Jack Lubin (UC Irvine)
Exploring New Dimensions through Time/Frequency Analysis of RV Datasets with Lia (PDF - 20.7 MB)
Abstract: One of the most pressing challenges in the new era of Extreme Precision Radial Velocity (EPRV) instruments is to disentangle signals induced by stellar activity from planetary signals. With small exception, planetary signals are distinct from activity signals in that they have a constant frequency, phase, and amplitude. Meanwhile, activity signals may come and go, growing and decaying over a characteristic lifetime, and returning again with possible phase and frequency shifts. Here, we present an approach exploiting this feature: we decompose the RV signal on a basis of apodized sinusoidal functions. Bayesian methods are precise and interpretable but computationally expensive. Periodograms are fast and provide statistics, but are prone to aliasing because they search one signal at a time. Here, we introduce the L1 Apodized Periodogram, L1A or Lia (pronounced like the name, “Leah”). This new software uses an L1 minimization approach, allowing to search for several signals at the same time with a moderate computational cost, to identify and characterize both the periodicity and decay lifetime of signals in a dataset. With a new way to look into our RV data sets, we can gain new insights and better understand the astrophysical origin of signals.
Isabella Trierweiler (UCLA)
Mapping exoplanet compositions using polluted white dwarfs (PDF - 19.2 MB)
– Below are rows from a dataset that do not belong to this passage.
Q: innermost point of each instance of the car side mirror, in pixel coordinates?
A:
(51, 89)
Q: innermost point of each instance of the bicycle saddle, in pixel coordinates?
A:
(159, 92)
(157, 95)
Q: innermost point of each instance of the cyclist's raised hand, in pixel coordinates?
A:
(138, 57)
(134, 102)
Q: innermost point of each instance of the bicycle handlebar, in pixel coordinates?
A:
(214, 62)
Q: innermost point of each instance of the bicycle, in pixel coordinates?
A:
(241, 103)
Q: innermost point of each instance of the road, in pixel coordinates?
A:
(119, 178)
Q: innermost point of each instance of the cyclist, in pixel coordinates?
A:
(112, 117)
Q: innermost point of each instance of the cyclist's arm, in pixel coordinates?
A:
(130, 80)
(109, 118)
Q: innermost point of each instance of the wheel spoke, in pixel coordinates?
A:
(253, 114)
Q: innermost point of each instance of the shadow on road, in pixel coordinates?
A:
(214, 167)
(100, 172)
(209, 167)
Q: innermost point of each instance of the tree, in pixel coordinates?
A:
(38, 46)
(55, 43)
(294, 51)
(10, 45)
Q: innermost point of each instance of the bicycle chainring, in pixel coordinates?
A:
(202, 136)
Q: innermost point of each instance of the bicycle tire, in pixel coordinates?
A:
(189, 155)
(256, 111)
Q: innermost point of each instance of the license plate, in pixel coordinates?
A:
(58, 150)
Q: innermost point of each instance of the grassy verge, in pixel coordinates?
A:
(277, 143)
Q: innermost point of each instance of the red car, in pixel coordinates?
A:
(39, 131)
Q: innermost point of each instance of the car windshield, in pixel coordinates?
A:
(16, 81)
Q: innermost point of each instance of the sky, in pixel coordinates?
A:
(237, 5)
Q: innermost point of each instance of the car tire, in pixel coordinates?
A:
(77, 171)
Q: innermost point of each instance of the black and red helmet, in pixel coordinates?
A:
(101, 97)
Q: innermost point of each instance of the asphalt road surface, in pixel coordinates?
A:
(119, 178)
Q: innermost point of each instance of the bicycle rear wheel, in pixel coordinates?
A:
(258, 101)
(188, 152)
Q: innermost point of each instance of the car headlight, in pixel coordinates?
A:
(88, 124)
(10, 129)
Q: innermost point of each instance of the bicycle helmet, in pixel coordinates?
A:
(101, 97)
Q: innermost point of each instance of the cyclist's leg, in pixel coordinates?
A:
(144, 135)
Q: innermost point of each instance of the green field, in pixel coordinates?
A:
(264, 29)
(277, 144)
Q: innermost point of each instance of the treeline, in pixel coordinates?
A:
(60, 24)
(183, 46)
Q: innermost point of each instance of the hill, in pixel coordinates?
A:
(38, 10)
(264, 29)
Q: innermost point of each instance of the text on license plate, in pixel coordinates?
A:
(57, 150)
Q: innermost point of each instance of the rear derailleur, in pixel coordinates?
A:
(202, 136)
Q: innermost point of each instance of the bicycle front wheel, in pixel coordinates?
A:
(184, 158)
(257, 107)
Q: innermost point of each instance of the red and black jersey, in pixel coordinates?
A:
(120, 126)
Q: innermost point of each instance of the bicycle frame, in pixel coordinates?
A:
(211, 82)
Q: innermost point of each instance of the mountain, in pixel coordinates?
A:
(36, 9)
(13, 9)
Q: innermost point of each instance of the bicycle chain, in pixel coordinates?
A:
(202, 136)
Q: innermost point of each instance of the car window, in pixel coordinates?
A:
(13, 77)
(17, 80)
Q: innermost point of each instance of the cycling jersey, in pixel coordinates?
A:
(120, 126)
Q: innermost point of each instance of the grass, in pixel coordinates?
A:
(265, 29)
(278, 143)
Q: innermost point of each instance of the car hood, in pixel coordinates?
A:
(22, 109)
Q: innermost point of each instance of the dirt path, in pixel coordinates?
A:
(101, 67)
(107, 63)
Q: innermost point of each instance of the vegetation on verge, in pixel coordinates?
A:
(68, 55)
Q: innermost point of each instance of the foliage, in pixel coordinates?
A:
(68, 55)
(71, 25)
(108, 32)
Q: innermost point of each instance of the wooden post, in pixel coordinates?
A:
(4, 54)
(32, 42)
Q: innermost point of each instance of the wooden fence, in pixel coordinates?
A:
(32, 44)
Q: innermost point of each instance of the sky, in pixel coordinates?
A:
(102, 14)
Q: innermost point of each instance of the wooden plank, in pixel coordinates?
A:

Abstract: A persistent question in exoplanet characterization is whether exoplanetary systems form from similar compositional building blocks to our own. Polluted white dwarf stars offer a unique way to address this question as they provide measurements of the bulk compositions of exoplanetary material. These stars show evidence of recent accretion of rocky bodies in the form of metal lines in their spectra, which tell us about the relative elemental abundances of the accreted material. In this talk I will share a statistical analysis of the rocks polluting white dwarfs and compare their compositions to Solar System rocks, such as chondrites, bulk Earth, and crust. In this study, I find that the majority of the extrasolar rocks are consistent with the composition of chondrites, a result that is supported by the compositions of stars in the solar neighborhood.